また、瓶の中で宝船を作ることはあきらめました。そもそも、5円玉が瓶の口を通りません。そこで、邪道の後から「溶接」する方法を取りました。溶接したことがなかったので、溶接は近所の板金屋さんお願いしました。手慣れたプロでも大きめの瓶でも溶接をすると溶接跡が大きく見えてバレバレです。加えて、なんども瓶を酒屋さんからもらってきて、用途を尋ねられたものです。溶接は一気に高熱でガラスを切断し、熱気が発する瓶の中に5円玉宝船を入れます。2つに切断されたガラスを再度つなげるために熱を加えて、宝船・イン・ボトルシップは完成です。
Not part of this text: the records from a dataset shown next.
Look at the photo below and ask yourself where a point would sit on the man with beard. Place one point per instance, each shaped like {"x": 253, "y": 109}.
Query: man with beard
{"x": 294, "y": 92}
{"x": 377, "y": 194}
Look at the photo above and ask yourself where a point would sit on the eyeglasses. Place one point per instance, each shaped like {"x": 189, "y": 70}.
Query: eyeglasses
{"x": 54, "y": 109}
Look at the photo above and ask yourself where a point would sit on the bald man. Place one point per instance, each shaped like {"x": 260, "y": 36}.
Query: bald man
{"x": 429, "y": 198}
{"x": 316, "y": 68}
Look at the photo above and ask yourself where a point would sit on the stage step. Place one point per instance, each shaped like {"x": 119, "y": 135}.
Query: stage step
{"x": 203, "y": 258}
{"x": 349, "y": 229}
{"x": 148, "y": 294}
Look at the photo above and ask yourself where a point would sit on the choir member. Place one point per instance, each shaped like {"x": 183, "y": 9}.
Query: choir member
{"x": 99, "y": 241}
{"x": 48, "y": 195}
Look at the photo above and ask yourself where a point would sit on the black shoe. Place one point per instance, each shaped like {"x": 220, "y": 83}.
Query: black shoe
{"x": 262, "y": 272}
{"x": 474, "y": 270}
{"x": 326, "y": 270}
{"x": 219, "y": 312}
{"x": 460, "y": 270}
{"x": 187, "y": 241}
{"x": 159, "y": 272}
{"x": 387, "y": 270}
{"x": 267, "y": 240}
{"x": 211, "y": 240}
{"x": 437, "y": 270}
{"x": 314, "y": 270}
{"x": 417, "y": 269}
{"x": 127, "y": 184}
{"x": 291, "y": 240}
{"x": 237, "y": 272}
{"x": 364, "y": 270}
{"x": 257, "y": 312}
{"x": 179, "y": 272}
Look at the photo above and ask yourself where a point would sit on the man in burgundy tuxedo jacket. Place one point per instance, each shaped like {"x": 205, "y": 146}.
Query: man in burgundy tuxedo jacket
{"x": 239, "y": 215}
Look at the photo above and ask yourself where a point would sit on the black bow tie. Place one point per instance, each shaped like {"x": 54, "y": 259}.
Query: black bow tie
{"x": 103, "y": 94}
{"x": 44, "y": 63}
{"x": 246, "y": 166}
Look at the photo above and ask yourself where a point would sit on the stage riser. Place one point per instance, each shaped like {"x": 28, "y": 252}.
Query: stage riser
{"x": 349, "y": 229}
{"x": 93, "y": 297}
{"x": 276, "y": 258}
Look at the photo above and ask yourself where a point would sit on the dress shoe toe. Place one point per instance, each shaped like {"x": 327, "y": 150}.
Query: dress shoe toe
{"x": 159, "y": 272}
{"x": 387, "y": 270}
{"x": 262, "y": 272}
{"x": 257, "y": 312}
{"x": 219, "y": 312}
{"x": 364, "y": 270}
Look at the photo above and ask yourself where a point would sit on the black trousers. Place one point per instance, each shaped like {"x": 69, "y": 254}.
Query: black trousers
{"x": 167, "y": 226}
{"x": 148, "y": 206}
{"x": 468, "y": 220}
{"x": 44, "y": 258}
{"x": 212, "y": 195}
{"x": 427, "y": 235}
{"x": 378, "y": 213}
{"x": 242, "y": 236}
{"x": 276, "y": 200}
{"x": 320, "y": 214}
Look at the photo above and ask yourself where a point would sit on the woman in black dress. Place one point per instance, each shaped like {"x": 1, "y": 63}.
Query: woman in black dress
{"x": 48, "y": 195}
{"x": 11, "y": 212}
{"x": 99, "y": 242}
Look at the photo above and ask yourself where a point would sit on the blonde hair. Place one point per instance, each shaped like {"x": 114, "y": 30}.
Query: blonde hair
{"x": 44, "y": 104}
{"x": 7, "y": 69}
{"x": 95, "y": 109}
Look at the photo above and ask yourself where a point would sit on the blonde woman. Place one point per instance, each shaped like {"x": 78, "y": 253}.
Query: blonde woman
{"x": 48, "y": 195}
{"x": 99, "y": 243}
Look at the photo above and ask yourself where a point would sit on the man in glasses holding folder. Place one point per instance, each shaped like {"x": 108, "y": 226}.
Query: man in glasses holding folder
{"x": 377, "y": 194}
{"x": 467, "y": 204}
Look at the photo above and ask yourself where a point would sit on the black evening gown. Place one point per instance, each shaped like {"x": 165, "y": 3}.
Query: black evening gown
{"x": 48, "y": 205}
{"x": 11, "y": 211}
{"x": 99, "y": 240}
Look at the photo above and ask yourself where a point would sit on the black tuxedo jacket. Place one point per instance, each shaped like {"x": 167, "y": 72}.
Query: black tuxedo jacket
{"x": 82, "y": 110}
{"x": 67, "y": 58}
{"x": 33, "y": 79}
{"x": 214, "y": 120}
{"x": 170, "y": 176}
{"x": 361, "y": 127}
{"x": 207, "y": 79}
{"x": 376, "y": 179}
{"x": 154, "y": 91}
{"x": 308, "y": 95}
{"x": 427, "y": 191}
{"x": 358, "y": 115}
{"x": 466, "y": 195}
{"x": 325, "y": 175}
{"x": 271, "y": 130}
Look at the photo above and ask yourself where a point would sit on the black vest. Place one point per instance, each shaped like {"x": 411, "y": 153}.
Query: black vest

5円玉で作っただけの宝船でも手が凝ったように見えますし、さらに瓶の中にあると壮観。それも大きな瓶なのでさながらプロが作ったように見えます。制作期間は材料・素材集めを含め2ヶ月。本当に手間かかった道楽でした。娘も長男もどっちも気に入ってくれたのが少しうれしかったです。当時、写真を撮っておけばよかったです。「瓶」の中に「お守り」代わりの「縁起物」、私の作った宝船・イン・ボトルシップはすぐさま子供たちに飽きられてしまい、航行には失敗しましたが不揃いな舟、見えてしまっている溶接跡が大笑いです。
ボトルシップと宝船、2つを組み合わせてみると楽しい「招福舟」ができますよ。